Sinha emphasised the need of corporates’ entry into contract farming and fast adoption of mechanised farm practices which can help enhance foodgrain production and reduce reliance on imports. Since land holding by average farmers has declined significantly in the last four decades due to population explosion, there are rooms for better fertiliser, pesticides and seeds management through contract farming by corporates which is not easy but possible, Sinha said.
During this period, average land holding by farmers has declined to a third from an acre each in 1970. Equally difficult is the adoption of mechanised farm practices as only 10 per cent of Indian farmers own tractors for tilling the field while around 30 per cent are using this. According to a recent study by the Ministry of Agriculture, in a country where 60 per cent population depend upon agriculture, over 80 per cent farmers own less than five acres of land while over 63 per cent of farmers control less than 2.5 acres of landbank.
While contract farming has not been allowed by the government officially, private companies have been entering into contracts with farmers to grow the agricultural commodities of the former’s choice.
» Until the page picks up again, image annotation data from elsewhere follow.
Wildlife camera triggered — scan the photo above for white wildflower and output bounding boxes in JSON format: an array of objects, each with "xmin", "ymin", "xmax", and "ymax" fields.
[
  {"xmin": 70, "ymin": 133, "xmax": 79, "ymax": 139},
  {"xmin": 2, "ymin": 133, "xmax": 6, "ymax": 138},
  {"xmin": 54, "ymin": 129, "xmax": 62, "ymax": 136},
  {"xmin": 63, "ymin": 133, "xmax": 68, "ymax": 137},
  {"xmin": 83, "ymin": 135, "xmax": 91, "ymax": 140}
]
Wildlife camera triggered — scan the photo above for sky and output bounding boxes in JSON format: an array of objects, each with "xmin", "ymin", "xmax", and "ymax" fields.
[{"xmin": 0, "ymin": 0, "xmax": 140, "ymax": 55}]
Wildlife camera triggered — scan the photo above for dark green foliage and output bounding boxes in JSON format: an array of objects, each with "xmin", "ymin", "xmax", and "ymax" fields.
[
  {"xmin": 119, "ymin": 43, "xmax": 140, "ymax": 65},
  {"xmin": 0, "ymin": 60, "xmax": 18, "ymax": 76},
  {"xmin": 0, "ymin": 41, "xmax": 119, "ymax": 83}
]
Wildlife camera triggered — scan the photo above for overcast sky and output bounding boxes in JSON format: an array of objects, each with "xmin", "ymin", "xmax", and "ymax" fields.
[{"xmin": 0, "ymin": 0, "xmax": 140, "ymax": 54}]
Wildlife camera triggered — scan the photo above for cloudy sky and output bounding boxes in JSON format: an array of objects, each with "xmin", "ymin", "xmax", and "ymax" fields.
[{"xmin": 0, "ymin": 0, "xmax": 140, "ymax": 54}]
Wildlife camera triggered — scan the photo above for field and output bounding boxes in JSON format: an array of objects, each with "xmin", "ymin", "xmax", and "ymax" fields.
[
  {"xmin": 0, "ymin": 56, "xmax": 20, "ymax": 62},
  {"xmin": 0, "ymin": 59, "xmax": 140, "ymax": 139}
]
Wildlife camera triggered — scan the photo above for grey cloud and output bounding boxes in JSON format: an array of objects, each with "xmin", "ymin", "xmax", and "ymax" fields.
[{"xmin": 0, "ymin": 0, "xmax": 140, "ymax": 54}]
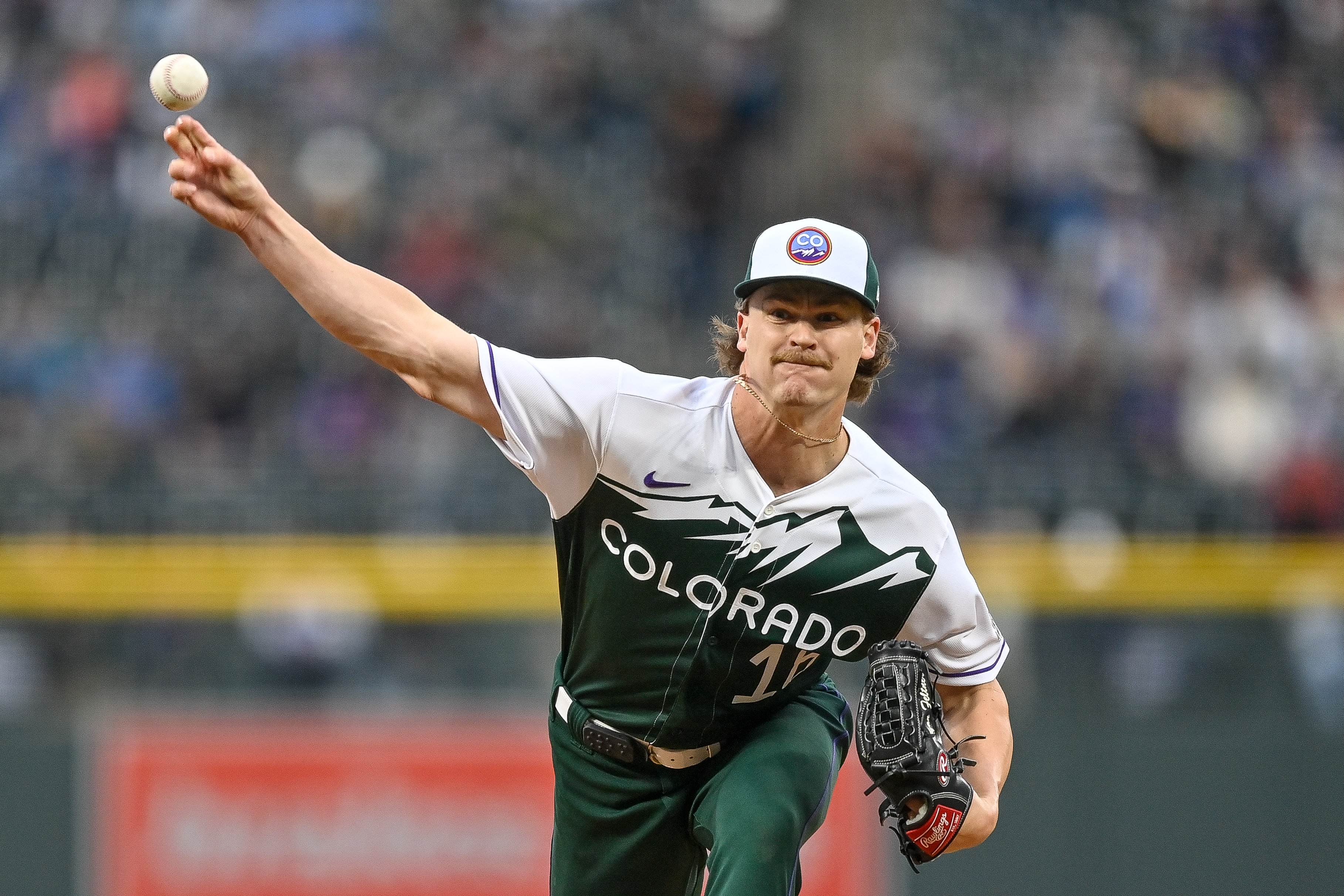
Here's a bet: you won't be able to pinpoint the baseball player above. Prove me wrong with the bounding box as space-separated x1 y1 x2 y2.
165 115 1012 896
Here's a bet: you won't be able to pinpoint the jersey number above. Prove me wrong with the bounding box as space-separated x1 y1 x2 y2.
732 643 820 703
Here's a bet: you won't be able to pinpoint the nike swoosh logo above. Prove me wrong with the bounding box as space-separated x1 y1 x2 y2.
644 470 691 489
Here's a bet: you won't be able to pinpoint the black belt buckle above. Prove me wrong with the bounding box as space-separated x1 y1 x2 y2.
579 719 634 762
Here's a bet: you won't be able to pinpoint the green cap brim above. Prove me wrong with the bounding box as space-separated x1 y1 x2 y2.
732 274 878 314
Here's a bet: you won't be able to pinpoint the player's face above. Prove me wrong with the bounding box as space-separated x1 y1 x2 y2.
738 281 882 406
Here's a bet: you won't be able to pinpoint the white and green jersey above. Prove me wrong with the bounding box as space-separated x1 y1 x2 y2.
478 340 1008 750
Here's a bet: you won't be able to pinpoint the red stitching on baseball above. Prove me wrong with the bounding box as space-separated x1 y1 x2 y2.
164 54 210 102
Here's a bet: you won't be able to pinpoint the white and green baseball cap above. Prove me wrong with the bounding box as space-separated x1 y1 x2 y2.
732 217 879 313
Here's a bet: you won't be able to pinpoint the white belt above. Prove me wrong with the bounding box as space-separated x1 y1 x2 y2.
555 686 722 768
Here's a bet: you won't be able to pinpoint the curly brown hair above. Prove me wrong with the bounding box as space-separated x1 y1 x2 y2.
710 298 897 404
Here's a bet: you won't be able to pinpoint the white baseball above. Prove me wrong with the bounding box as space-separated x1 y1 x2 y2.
149 53 210 112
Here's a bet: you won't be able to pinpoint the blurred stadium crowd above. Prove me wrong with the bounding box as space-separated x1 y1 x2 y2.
0 0 1344 532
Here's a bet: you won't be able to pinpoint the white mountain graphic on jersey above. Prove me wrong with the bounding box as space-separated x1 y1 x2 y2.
607 480 931 594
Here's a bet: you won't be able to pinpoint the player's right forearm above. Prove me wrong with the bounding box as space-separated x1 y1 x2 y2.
239 200 443 373
239 199 502 435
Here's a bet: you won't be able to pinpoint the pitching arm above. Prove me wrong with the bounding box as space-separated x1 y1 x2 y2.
164 115 504 438
937 681 1012 853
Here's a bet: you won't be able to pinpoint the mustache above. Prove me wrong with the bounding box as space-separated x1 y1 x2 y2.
770 348 835 371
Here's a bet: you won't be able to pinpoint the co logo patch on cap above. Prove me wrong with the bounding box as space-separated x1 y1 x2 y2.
789 227 830 265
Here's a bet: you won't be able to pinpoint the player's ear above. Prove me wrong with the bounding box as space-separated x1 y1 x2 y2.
859 316 882 361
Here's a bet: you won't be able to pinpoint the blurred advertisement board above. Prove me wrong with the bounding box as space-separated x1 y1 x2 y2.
90 715 882 896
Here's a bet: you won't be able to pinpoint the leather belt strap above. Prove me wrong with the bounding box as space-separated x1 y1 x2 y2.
555 686 723 768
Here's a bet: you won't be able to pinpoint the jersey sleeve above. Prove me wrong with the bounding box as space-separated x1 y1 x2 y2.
899 535 1008 686
476 336 629 518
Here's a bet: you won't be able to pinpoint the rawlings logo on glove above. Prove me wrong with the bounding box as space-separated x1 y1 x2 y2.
857 641 982 872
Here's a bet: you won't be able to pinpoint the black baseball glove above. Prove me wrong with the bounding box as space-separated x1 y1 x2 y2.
857 641 984 872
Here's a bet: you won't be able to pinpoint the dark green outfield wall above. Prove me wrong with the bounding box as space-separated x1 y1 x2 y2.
902 708 1344 896
0 705 1344 896
0 724 75 896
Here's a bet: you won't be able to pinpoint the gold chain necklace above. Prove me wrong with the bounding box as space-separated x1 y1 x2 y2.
732 373 844 444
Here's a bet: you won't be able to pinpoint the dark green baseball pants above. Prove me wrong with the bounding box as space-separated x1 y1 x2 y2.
551 677 852 896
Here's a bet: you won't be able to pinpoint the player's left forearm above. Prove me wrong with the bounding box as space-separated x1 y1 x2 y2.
938 681 1012 852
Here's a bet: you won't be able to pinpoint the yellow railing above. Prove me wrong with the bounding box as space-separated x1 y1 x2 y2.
0 536 1344 618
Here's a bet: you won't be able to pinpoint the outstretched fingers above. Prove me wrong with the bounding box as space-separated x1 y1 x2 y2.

In some cases, quality seeds, fertilisers, pesticides and irrigation equipment are availed by the company on a condition to supply the output to the company. Farmers enjoy premium over market price of the produce from the company.
“However, the law is silent on the issue whether to allow corporates’ into contract farming or not,” said Bipin Sinha, project director of UBM India, an organiser of events on food processing sector.
Bharat Doshi, president of the Bombay Chamber of Commerce and Industry, said, “Barring 2006-07 when agri sector growth surpassed the target of 4 per cent, the government has never achieved even half of that. Hence, there is an urgent need to raise domestic production of agricultural products to meet the rising demand.
At a time when land bank is shrinking, better utilisation of farm techniques including multiple cropping, mechanisation of tilling, sowing, harvesting and post-harvest management for reducing agri output loss, can enhance availability of farm produce to feed growing population. According to an estimate, India loses agri commodities worth Rs 33,000 crore due to poor post-harvest management practices.